Typhoon - 1945


In September 1945, VP-205 was flying PBM5s out of Buckner Bay while being based aboard the sea plane tender USS. ST. GEORGE (AV-16).

On September 15th our crew was scheduled for the night patrol with the knowledge that a typhoon was due in the area the following noon. We took off at 1800 hours and at midnight we received a message that the typhoon was arriving early and for us to return at first light to refuel for a flyaway to the Philippines.

We returned to base at dawn and saw the rough waters that were whipped into a series of white caps. We made the full stall landing, but, because of violent turbulence, we became airborne two more times, so we hit the water three times instead of once. While taxiing on the more than choppy waters, I soon learned that you did not or could not make a 180 degree turn in order to reverse your direction. All you had to do was let the gale force winds (it was not yet a full-blown typhoon) blow you backward. I found trying to turn only resulted in the wing float becoming completely submerged up to the wing tip.

While being refueled, our plexiglas bow was smashed by the stern of the refueling ship because they had drawn us too close. Some of our planes did manage to become airborne, but then, others could not and the Captain halted further attempts. A relief crew came in a large rubber doughnut to take over from us as we had been aboard the plane close to 14 hours and our chow was gone and little water remained. We were taken back to St. George and climbed a cargo net to get aboard.

Shortly after coming aboard, I climbed into my bunk looking for sleep. However, within a short time, maybe two hours, I was awakened because my head was hitting the bulkhead on virtually every pitch and roll of the ship.

We went out to sea and rode the storm out, but not before going through the eye of the typhoon.
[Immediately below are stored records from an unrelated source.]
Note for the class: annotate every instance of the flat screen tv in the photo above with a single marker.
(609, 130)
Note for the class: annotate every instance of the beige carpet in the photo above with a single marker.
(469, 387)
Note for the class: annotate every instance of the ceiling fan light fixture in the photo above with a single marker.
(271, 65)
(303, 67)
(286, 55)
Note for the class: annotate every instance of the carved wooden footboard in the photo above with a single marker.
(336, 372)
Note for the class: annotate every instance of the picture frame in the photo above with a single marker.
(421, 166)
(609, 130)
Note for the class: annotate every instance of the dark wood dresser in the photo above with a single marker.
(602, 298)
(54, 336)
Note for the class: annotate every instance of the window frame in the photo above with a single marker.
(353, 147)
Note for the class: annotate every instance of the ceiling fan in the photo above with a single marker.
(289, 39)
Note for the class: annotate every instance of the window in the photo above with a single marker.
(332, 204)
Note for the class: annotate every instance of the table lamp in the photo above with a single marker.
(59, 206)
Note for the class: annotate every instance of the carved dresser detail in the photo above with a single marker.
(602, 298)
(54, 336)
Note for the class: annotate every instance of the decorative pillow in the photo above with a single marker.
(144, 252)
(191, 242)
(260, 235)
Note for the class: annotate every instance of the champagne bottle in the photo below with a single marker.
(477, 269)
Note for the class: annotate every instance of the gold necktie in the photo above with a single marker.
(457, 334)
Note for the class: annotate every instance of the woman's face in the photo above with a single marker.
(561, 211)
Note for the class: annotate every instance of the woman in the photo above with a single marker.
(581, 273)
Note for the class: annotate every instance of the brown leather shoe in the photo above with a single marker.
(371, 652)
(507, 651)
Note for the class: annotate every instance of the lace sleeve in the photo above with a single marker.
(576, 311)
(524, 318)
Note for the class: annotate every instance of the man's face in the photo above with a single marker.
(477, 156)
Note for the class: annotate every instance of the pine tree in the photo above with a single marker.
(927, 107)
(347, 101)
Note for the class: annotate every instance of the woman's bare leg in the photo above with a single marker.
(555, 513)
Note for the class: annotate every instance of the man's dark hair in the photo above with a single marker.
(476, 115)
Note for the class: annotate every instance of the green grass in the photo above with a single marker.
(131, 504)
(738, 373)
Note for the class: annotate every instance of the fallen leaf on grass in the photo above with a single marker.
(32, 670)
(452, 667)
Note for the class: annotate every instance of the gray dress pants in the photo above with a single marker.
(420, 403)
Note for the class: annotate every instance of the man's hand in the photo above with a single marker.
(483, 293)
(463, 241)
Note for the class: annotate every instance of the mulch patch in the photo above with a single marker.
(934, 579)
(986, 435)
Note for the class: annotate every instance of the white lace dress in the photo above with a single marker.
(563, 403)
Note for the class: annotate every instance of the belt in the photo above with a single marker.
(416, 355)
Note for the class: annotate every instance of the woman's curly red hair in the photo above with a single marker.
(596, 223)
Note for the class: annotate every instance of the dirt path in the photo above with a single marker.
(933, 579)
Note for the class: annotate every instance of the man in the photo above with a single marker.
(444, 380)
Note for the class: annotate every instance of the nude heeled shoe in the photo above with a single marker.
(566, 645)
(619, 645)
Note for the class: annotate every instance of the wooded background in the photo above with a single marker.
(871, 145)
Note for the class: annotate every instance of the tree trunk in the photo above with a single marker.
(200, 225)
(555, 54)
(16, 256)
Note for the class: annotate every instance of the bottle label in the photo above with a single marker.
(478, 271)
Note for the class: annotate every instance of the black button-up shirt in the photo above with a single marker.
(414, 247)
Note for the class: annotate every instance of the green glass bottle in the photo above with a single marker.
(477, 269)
The anemometer broke at 125 knots and the mountainous waves were unbelievable. As our 500-foot ship reached the top of each huge wave, the screws came out of the water, causing the ship to shudder before its next downward descent. The next morning I found out that the ship had no steering control during the height of the storm.

While playing cards in the Officer’s Wardroom, Warrant Officer Tony Tekins was dealing and he dealt the cards up into the air as his chair went over backward until it hit the deck, landing him flat on his back. Meanwhile, dishes in the galley continued to fall out of their racks and smash to the deck with each roll of the ship.

One PBM was lashed to the fantail and after the storm subsided, the fuselage remained in place but its wings had been torn off. It was then pushed off the stern and the ship’s guns helped sink it.

Our ship spotted a shipwreck survivor astride a mast segment. He had survived the ordeal holding on to a piece of wreckage! We stood by so a smaller ship could affect his rescue. It was very rewarding to see the blinker from the rescue ship flashing his gratitude to our ship for saving his life.

The St. George was built by the Todd-Bremerton Shipyards in Washington with the capacity to endure a 35- degree roll. Since we had been rolling at a 37-degree angle during the storm, my eternal gratitude goes to that firm for building a little extra into it.